Calculating how far each athlete has travelled to participate in the games

Now that we have lat/long pairs of 1) where the athlete lives, and 2) where the games is being held, we can calcuate the Vincenty distance (from GeoPy).

The Vincenty distance is the geodesic distance between two points on the earth, taking into account the Earth's elliptic shape; using Vincenty’s method.

In [27]:
def calculate_vincenty_distance(distances) : 
    '''
    This function first creates (Latitude, Longitude) tuples for both the Athletes Home City and the Olympic Host City. 
    Then, calculates a new column 'vincenty_distance' using np.vectorize (as the vincenty method requires two inputs)
    
    Inputs: distances - dataframe with cols = ['CapitalLatitude', 'CapitalLongitude', 'HostLatitude', 'HostLongitude']
    Outputs: same dataframe with new column ['vincenty_distance']
    '''
        
    distances['AthleteLatLong'] = list(zip(distances.CapitalLatitude, distances.CapitalLongitude))
    distances['HostCityLatLong'] = list(zip(distances.HostLatitude, distances.HostLongitude))
    distances['vincenty_distance'] = np.vectorize(geodesic)(distances['AthleteLatLong'], distances['HostCityLatLong'])
    
    return distances

# create a new dataframe away from the original data, and then concat back into the original dataframe
new_data = data
distances = new_data.ix[:, ['CapitalLongitude', 'CapitalLatitude','HostLongitude','HostLatitude']]
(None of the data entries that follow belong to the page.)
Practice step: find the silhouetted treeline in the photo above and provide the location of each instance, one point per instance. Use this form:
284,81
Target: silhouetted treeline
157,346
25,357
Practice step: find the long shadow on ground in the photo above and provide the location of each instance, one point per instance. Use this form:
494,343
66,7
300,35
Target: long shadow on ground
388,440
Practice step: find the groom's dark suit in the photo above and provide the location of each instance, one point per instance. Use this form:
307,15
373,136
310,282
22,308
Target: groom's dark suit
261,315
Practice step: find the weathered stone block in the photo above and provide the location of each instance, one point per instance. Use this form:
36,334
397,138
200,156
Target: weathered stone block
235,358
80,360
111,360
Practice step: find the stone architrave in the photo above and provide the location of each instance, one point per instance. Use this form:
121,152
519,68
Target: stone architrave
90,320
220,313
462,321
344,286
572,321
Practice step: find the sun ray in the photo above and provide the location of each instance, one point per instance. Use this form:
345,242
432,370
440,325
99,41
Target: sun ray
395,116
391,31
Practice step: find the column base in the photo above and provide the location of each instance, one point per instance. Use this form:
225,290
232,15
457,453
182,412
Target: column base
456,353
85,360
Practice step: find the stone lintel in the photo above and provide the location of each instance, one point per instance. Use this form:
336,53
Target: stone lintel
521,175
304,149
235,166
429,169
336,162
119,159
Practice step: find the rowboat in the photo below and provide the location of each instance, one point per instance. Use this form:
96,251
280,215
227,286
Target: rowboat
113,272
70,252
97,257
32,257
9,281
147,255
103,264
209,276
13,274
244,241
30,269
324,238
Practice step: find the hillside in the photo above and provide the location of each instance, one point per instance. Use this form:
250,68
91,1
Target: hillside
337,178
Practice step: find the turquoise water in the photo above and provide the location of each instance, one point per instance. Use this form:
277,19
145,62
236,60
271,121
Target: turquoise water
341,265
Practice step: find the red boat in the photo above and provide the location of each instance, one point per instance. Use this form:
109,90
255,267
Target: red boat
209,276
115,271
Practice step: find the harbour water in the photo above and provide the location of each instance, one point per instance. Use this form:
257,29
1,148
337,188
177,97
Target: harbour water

#normally I'd one class for all unit tests, but I've created a new one here for code readability in a notebook. 
class TestCalculations(unittest.TestCase):
    # Create the unit test
    def test_vincenty_calculation(self):
        #create a test tuple of data from the first row of 'data' dataframe
        athleteLatLong0 = (39.91666667, 116.383333) # first row
        
        #create a test tuple of data from the first row of 'data' dataframe
        hostLatLong0 = (41.3828939, 2.1774322) 
        
        #calculate the vincenty distance on the test data
        distanceTest = geodesic(athleteLatLong0, hostLatLong0).km
        
        #calculate vincenty distance using our function calculate_vincenty_distance
        calculate_vincenty_distance(distances)
        
        # get the result of the first row
        function_output = distances.loc[0,'vincenty_distance']
        
        # Test that the result of the two method asserts equal. 
        self.assertAlmostEqual(function_output, distanceTest,5)
        
 # Run the test 
unittest.main(argv=['ignored', '-v'], exit=False)        
test_vincenty_calculation (__main__.TestCalculations) ... ok
test_mapping (__main__.TestMapping) ... ok

----------------------------------------------------------------------
Ran 2 tests in 88.062s

OK
Out[27]:
<unittest.main.TestProgram at 0x103e642e8>

Merge the new vincenty_distance back into main dataframe

In [28]:
#cast the vincenty distance from Distance ojbect to float 
distances['vincenty_distance'] = distances['vincenty_distance'].astype(str).str[:-3].astype(float)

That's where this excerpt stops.